As I see it, when you refer to a white kid as someone who “plays soccer”, you are basically saying he is white, sheltered, slightly out-of-touch with anything that goes on with households earning under $250,000. Again, soccer-player parents aren’t bad people, they are caring, involved, and protective, but to a fault. There are worse things to be I guess (e.g. uninvolved parents, whole other post), but ease up a little. Expose your kids to discipline, competition, life in general because yeah, Kaddy might get into Brown, but she is going to do more LSD than Hunter S. Thompson.

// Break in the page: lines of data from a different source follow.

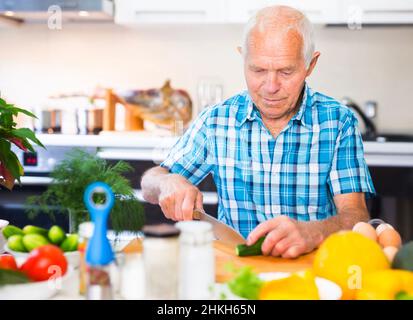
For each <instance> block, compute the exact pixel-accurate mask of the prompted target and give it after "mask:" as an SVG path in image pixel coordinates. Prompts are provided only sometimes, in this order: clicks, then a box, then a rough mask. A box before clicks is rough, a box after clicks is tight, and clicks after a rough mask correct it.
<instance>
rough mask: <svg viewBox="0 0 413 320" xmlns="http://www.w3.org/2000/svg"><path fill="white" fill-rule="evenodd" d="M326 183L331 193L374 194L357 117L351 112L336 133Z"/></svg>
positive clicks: (366, 194) (373, 188)
mask: <svg viewBox="0 0 413 320" xmlns="http://www.w3.org/2000/svg"><path fill="white" fill-rule="evenodd" d="M328 185H329V188H330V192H331V194H332V195H337V194H344V193H352V192H363V193H365V195H366V197H367V198H370V197H373V196H375V194H376V191H375V189H374V185H373V181H372V179H371V176H370V172H369V169H368V167H367V164H366V161H365V159H364V147H363V141H362V138H361V134H360V132H359V130H358V125H357V119H356V118H355V116H354V115H353V114H352V113H350V115H349V116H348V117H347V118H346V120H345V122H344V124H343V127H342V130H340V133H339V135H338V138H337V144H336V148H335V152H334V156H333V161H332V166H331V170H330V174H329V177H328Z"/></svg>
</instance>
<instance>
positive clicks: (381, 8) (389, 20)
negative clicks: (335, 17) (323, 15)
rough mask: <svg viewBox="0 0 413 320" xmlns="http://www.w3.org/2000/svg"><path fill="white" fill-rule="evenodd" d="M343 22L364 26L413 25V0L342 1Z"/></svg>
mask: <svg viewBox="0 0 413 320" xmlns="http://www.w3.org/2000/svg"><path fill="white" fill-rule="evenodd" d="M340 6H341V9H340V12H341V13H342V16H341V21H342V22H343V23H349V22H354V21H356V20H357V21H358V23H359V24H360V25H363V24H399V23H400V24H406V23H413V1H412V0H392V1H386V0H341V2H340Z"/></svg>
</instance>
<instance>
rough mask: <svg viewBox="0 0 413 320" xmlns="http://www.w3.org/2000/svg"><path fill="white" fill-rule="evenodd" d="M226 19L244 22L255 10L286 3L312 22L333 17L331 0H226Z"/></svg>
mask: <svg viewBox="0 0 413 320" xmlns="http://www.w3.org/2000/svg"><path fill="white" fill-rule="evenodd" d="M226 3H227V7H226V12H227V15H226V21H227V22H228V23H245V22H246V21H248V19H249V17H251V16H252V15H253V14H254V13H255V12H256V11H258V10H259V9H261V8H263V7H266V6H271V5H287V6H290V7H294V8H297V9H299V10H301V11H302V12H303V13H304V14H306V15H307V17H308V18H309V19H310V21H312V22H313V23H317V24H318V23H321V24H323V23H329V22H331V19H334V18H335V15H333V13H334V14H335V9H336V6H335V1H334V0H333V1H332V0H306V1H302V0H301V1H299V0H226Z"/></svg>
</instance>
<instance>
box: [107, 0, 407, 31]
mask: <svg viewBox="0 0 413 320" xmlns="http://www.w3.org/2000/svg"><path fill="white" fill-rule="evenodd" d="M276 4H280V5H288V6H291V7H294V8H297V9H299V10H301V11H303V12H304V13H305V14H306V15H307V17H308V18H309V19H310V21H312V22H313V23H315V24H349V25H350V24H359V25H362V24H371V23H377V24H386V23H388V24H395V23H401V24H403V23H413V0H391V1H389V0H115V6H116V13H115V22H117V23H120V24H137V25H140V24H208V23H213V24H244V23H246V22H247V21H248V19H249V17H251V16H252V15H253V14H254V13H255V12H256V11H257V10H259V9H261V8H263V7H266V6H270V5H276Z"/></svg>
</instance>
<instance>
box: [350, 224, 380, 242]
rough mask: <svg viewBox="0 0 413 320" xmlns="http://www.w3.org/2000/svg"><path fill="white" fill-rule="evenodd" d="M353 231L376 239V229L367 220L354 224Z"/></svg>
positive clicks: (364, 235)
mask: <svg viewBox="0 0 413 320" xmlns="http://www.w3.org/2000/svg"><path fill="white" fill-rule="evenodd" d="M353 231H354V232H357V233H360V234H362V235H363V236H365V237H367V238H370V239H371V240H374V241H376V240H377V233H376V229H374V227H373V226H372V225H371V224H368V223H367V222H358V223H356V224H355V225H354V227H353Z"/></svg>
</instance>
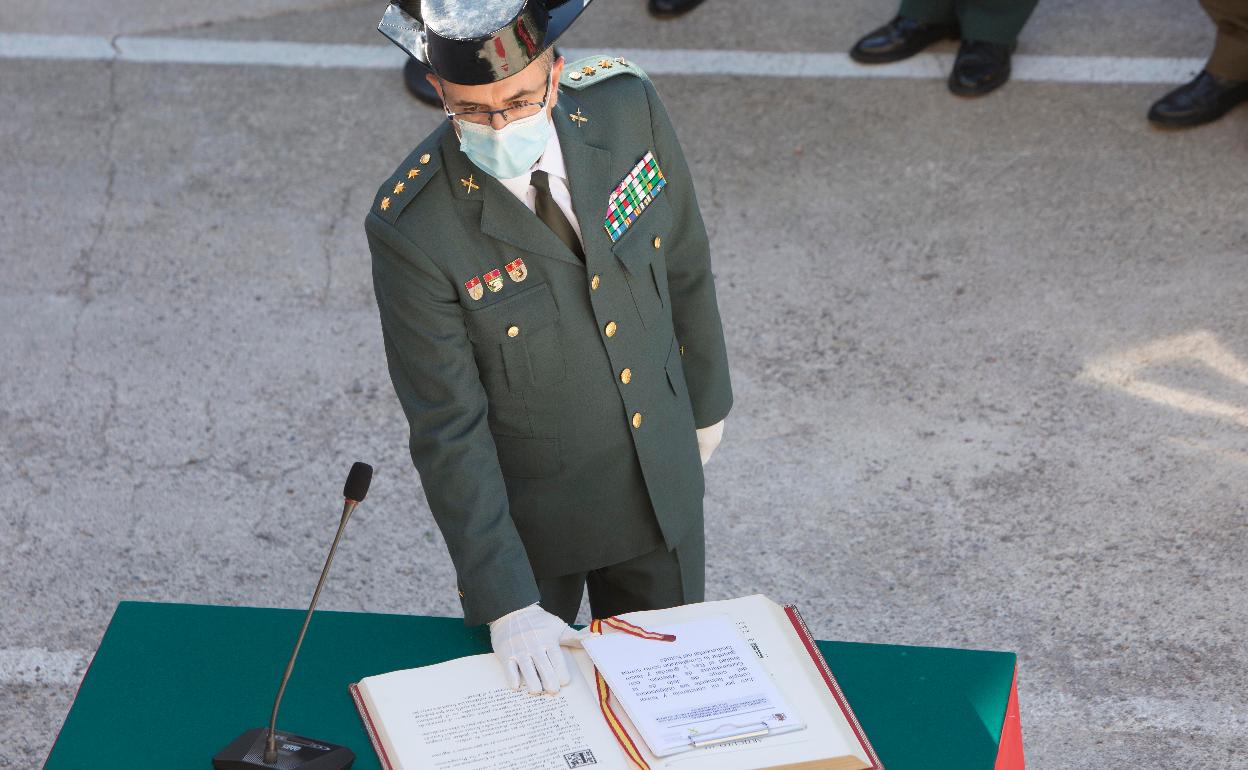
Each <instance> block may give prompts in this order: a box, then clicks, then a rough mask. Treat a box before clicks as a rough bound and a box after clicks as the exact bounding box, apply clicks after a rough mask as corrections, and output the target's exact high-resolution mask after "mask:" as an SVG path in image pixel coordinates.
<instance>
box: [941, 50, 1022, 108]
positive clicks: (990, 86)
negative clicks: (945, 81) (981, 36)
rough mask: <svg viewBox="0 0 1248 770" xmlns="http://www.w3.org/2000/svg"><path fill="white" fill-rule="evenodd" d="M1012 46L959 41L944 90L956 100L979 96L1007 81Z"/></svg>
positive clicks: (1008, 77) (997, 87)
mask: <svg viewBox="0 0 1248 770" xmlns="http://www.w3.org/2000/svg"><path fill="white" fill-rule="evenodd" d="M1013 50H1015V44H1012V42H1011V44H1008V45H1007V44H1005V42H985V41H983V40H963V41H962V45H961V46H960V47H958V49H957V59H955V60H953V71H952V72H950V74H948V90H950V91H952V92H955V94H957V95H958V96H983V95H985V94H987V92H988V91H992V90H995V89H998V87H1001V86H1002V85H1005V82H1006V81H1007V80H1010V55H1011V54H1013Z"/></svg>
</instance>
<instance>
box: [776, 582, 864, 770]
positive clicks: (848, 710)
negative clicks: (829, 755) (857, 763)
mask: <svg viewBox="0 0 1248 770" xmlns="http://www.w3.org/2000/svg"><path fill="white" fill-rule="evenodd" d="M784 612H785V615H787V616H789V623H791V624H792V628H794V630H795V631H797V638H799V639H801V644H802V646H805V648H806V653H807V654H809V655H810V658H811V660H814V661H815V668H817V669H819V673H820V674H822V676H824V684H826V685H827V689H829V690H830V691H831V694H832V698H834V699H836V705H839V706H840V708H841V714H844V715H845V720H846V721H849V723H850V728H851V729H852V730H854V735H855V736H856V738H857V739H859V743H860V744H861V745H862V748H864V749H865V750H866V754H867V759H870V760H871V769H872V770H884V764H881V763H880V756H879V755H877V754H876V753H875V748H874V746H871V741H869V740H867V738H866V733H865V731H864V730H862V725H861V724H859V720H857V716H856V715H855V714H854V709H851V708H850V701H849V700H847V699H846V698H845V693H842V691H841V685H840V683H839V681H836V676H835V675H832V669H831V668H829V665H827V660H825V659H824V654H822V653H820V651H819V645H816V644H815V638H814V636H812V635H811V634H810V628H809V626H807V625H806V620H805V619H804V618H802V616H801V613H799V612H797V608H796V607H794V605H792V604H785V605H784Z"/></svg>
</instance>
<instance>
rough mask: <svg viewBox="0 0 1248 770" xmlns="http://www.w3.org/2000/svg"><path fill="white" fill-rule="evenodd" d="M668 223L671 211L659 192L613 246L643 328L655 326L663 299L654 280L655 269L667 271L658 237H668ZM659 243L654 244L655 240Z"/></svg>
mask: <svg viewBox="0 0 1248 770" xmlns="http://www.w3.org/2000/svg"><path fill="white" fill-rule="evenodd" d="M670 225H671V211H670V208H669V207H668V203H666V201H665V200H664V198H663V196H661V195H660V196H659V197H656V198H654V201H651V202H650V205H649V206H648V207H646V208H645V211H643V212H641V213H640V216H638V218H636V221H635V222H633V225H630V226H629V228H628V230H626V231H624V235H623V236H620V240H619V241H617V242H615V243H614V245H613V246H612V251H613V252H614V253H615V258H618V260H619V261H620V263H622V265H623V266H624V271H625V272H626V273H628V286H629V291H630V292H631V293H633V302H634V303H635V305H636V312H638V314H639V316H640V317H641V324H643V326H644V327H646V328H650V327H651V326H655V323H656V321H658V318H659V317H660V314H661V313H663V309H664V307H666V302H665V301H664V297H663V293H661V291H660V290H659V285H658V283H656V278H655V275H656V271H664V273H665V272H666V268H665V267H664V266H663V265H664V261H663V260H661V258H659V256H660V250H661V248H663V245H661V240H663V238H665V237H668V233H669V231H670V228H671V227H670ZM656 242H658V243H659V246H655V243H656Z"/></svg>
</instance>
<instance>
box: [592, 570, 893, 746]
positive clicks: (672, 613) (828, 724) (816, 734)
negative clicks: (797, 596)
mask: <svg viewBox="0 0 1248 770" xmlns="http://www.w3.org/2000/svg"><path fill="white" fill-rule="evenodd" d="M711 615H729V616H731V618H733V619H734V620H735V623H736V628H738V630H740V631H741V635H743V636H744V638H745V643H746V645H748V646H749V648H750V650H751V651H753V654H754V655H755V656H756V658H758V659H759V661H760V663H761V665H763V669H764V670H765V671H766V673H768V675H769V676H771V679H773V680H774V681H775V683H776V686H778V688H779V689H780V690H781V691H782V693H784V696H785V699H786V700H787V701H789V704H790V705H791V706H792V708H794V709H795V710H796V711H797V713H799V714H801V718H802V721H805V723H806V729H805V730H797V731H795V733H785V734H781V735H773V736H769V738H756V739H746V740H740V741H733V743H728V744H720V745H716V746H708V748H704V749H698V750H694V751H684V753H680V754H673V755H671V756H666V758H659V756H655V755H654V754H653V753H650V751H649V750H648V749H646V746H645V744H644V741H638V748H639V749H640V750H641V754H643V755H644V758H645V760H646V761H648V764H649V765H650V768H651V770H659V769H660V768H670V769H674V770H759V769H768V768H785V766H789V765H797V764H799V763H814V764H810V765H805V766H804V769H805V768H809V769H810V770H822V769H824V768H829V769H830V768H836V769H837V770H840V769H841V768H846V769H851V770H852V769H855V768H862V769H865V768H870V766H871V761H870V759H869V758H867V751H866V749H865V748H864V746H862V744H860V743H859V740H857V736H856V735H855V734H854V730H852V728H851V726H850V724H849V721H846V719H845V716H844V714H842V713H841V710H840V705H839V704H837V703H836V699H835V698H832V695H831V693H829V691H827V688H826V686H825V685H824V681H822V675H821V674H820V671H819V669H817V666H816V665H815V663H814V661H812V660H811V659H810V655H809V654H806V650H805V648H802V645H801V640H800V638H799V636H797V634H796V633H795V631H794V629H792V625H791V624H790V623H789V618H787V616H786V615H785V612H784V608H782V607H780V605H779V604H776V603H775V602H771V600H770V599H768V598H766V597H764V595H761V594H754V595H750V597H743V598H740V599H729V600H724V602H705V603H701V604H689V605H685V607H675V608H671V609H661V610H645V612H638V613H626V614H624V615H620V616H622V618H623V619H625V620H628V621H629V623H634V624H636V625H639V626H641V628H645V629H649V628H650V626H658V625H671V624H675V623H683V621H688V620H696V619H699V618H706V616H711ZM573 659H574V660H575V661H577V665H579V666H580V668H582V671H583V673H584V674H585V676H587V678H588V680H589V681H593V675H594V669H593V661H592V660H590V659H589V655H587V654H584V653H582V651H579V650H578V651H577V654H575V655H573ZM614 701H615V698H614V695H613V703H614ZM615 706H617V714H618V715H619V718H620V721H622V723H624V726H625V729H628V730H629V731H630V733H631V734H633V735H635V736H636V735H640V734H639V731H638V730H636V726H635V725H633V723H631V721H630V720H629V718H628V715H626V714H625V713H624V710H623V709H622V708H619V705H618V704H615Z"/></svg>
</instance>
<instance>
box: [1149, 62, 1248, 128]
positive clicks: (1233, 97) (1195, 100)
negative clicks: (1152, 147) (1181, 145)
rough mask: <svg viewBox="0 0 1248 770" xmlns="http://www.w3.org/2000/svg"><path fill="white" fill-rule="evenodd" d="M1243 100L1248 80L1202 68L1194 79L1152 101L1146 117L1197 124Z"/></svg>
mask: <svg viewBox="0 0 1248 770" xmlns="http://www.w3.org/2000/svg"><path fill="white" fill-rule="evenodd" d="M1242 101H1248V81H1242V80H1227V79H1226V77H1218V76H1217V75H1211V74H1209V72H1207V71H1204V70H1202V71H1201V74H1199V75H1197V76H1196V80H1193V81H1192V82H1189V84H1186V85H1182V86H1179V87H1177V89H1174V90H1173V91H1171V92H1169V94H1167V95H1166V96H1162V97H1161V99H1158V100H1157V101H1156V102H1153V106H1152V109H1151V110H1148V120H1151V121H1152V122H1154V124H1157V125H1158V126H1199V125H1201V124H1207V122H1211V121H1214V120H1218V119H1219V117H1222V116H1223V115H1226V114H1227V110H1229V109H1231V107H1233V106H1236V105H1237V104H1239V102H1242Z"/></svg>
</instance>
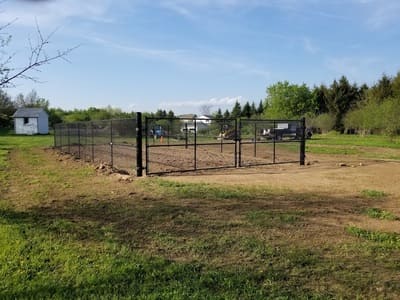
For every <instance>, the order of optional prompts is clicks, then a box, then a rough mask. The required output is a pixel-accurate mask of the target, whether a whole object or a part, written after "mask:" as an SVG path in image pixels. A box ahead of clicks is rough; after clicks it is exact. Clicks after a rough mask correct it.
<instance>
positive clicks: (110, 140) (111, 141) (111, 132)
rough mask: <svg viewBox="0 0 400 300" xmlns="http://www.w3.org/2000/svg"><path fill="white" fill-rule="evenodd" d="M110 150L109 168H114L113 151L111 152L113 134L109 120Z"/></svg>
mask: <svg viewBox="0 0 400 300" xmlns="http://www.w3.org/2000/svg"><path fill="white" fill-rule="evenodd" d="M110 151H111V153H110V154H111V168H114V156H113V155H114V153H113V136H112V120H110Z"/></svg>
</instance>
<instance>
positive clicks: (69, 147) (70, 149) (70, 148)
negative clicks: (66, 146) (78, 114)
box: [67, 125, 71, 154]
mask: <svg viewBox="0 0 400 300" xmlns="http://www.w3.org/2000/svg"><path fill="white" fill-rule="evenodd" d="M67 134H68V153H69V154H71V131H70V126H69V125H67Z"/></svg>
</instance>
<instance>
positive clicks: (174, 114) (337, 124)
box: [0, 72, 400, 135]
mask: <svg viewBox="0 0 400 300" xmlns="http://www.w3.org/2000/svg"><path fill="white" fill-rule="evenodd" d="M20 107H43V108H44V109H45V110H46V111H47V112H48V114H49V123H50V126H53V125H54V124H56V123H60V122H77V121H92V120H105V119H123V118H134V117H135V116H136V113H135V112H123V111H122V110H121V109H119V108H113V107H111V106H107V107H105V108H95V107H89V108H87V109H74V110H63V109H61V108H51V107H50V103H49V101H48V100H46V99H44V98H41V97H39V96H38V95H37V93H36V91H34V90H32V91H31V92H30V93H28V94H27V95H23V94H19V95H17V97H15V99H11V97H10V96H9V95H8V94H7V93H6V92H5V91H4V90H1V89H0V127H12V115H13V114H14V112H15V111H16V109H18V108H20ZM210 114H211V115H212V117H213V118H216V119H222V118H239V117H241V118H258V119H299V118H302V117H305V118H306V121H307V126H308V127H310V128H314V129H315V130H317V131H321V132H328V131H331V130H335V131H338V132H342V133H343V132H345V131H352V132H353V131H357V132H359V133H382V134H387V135H397V134H400V118H399V115H400V72H398V73H397V75H396V76H388V75H386V74H383V75H382V76H381V78H380V79H379V80H378V81H377V82H375V83H374V84H373V85H371V86H367V85H366V84H362V85H358V84H357V83H350V82H349V80H348V79H347V78H346V76H342V77H341V78H340V79H338V80H334V81H333V82H332V83H331V84H330V85H325V84H320V85H319V86H314V87H312V88H310V87H309V86H307V85H306V84H304V83H303V84H293V83H290V82H288V81H279V82H277V83H275V84H272V85H270V86H268V87H267V89H266V97H265V99H263V100H260V101H259V102H257V103H255V102H251V103H250V102H249V101H248V102H246V103H244V104H240V103H239V102H238V101H237V102H236V103H235V104H234V105H233V107H232V109H231V110H229V109H226V110H225V111H222V110H221V109H220V108H218V109H217V110H216V111H215V112H213V113H210ZM143 116H148V117H168V118H173V117H175V113H174V112H173V111H172V110H169V111H168V112H167V111H166V110H162V109H158V110H157V111H156V112H144V113H143Z"/></svg>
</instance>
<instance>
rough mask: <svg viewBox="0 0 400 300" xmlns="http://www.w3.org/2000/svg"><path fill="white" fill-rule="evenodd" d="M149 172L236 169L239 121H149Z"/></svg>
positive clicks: (159, 120) (146, 166) (159, 118)
mask: <svg viewBox="0 0 400 300" xmlns="http://www.w3.org/2000/svg"><path fill="white" fill-rule="evenodd" d="M145 128H146V155H145V157H146V173H147V174H160V173H170V172H184V171H196V170H205V169H217V168H234V167H236V166H237V160H236V155H237V142H236V141H237V131H236V128H237V120H236V119H219V120H217V119H200V118H190V119H186V118H146V126H145Z"/></svg>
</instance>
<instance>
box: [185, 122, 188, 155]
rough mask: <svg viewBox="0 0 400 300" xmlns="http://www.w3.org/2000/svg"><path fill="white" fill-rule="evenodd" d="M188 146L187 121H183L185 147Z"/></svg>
mask: <svg viewBox="0 0 400 300" xmlns="http://www.w3.org/2000/svg"><path fill="white" fill-rule="evenodd" d="M187 148H188V128H187V122H186V123H185V149H187Z"/></svg>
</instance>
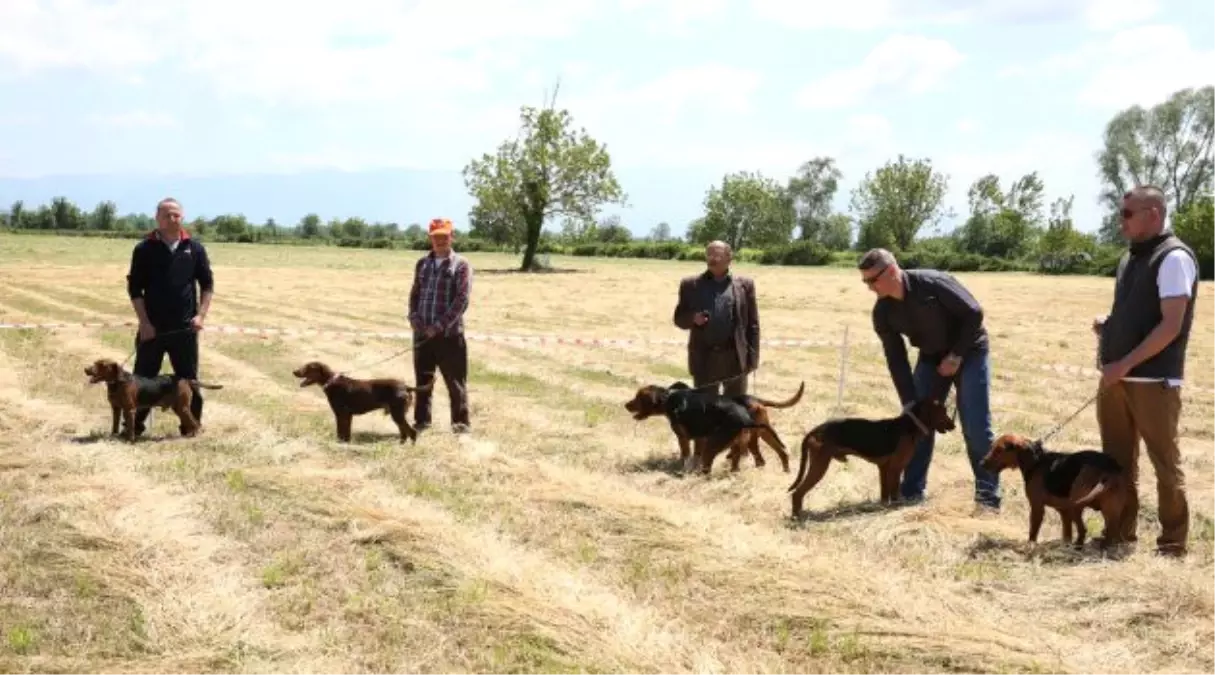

Please note that if this post comes off as macho in a “my kid can kick your kid’s ass” kind of way, it is not meant like that. I find the macho parents to be much worse and often think their standard response to everything of “beat ‘em up” is aggressively ignorant. They tend to force their kids into macho things to toughen them up only leading them to grow up to be quick-tempered angry boors who talk in strictly blue collar clichés…and start the cycle all over again. There are extremes on both ends, but finding a medium approach leads to well-adjusted independent productive members of society like myself. This is also not a putdown of soccer. I played a year of soccer growing up and later football. Soccer just seems to be the sport of choice for the “Lilies”. While soccer may have its better qualities, there is nothing more eye-opening and maturing than your football coach questioning your sexuality after a half-hearted block attempt.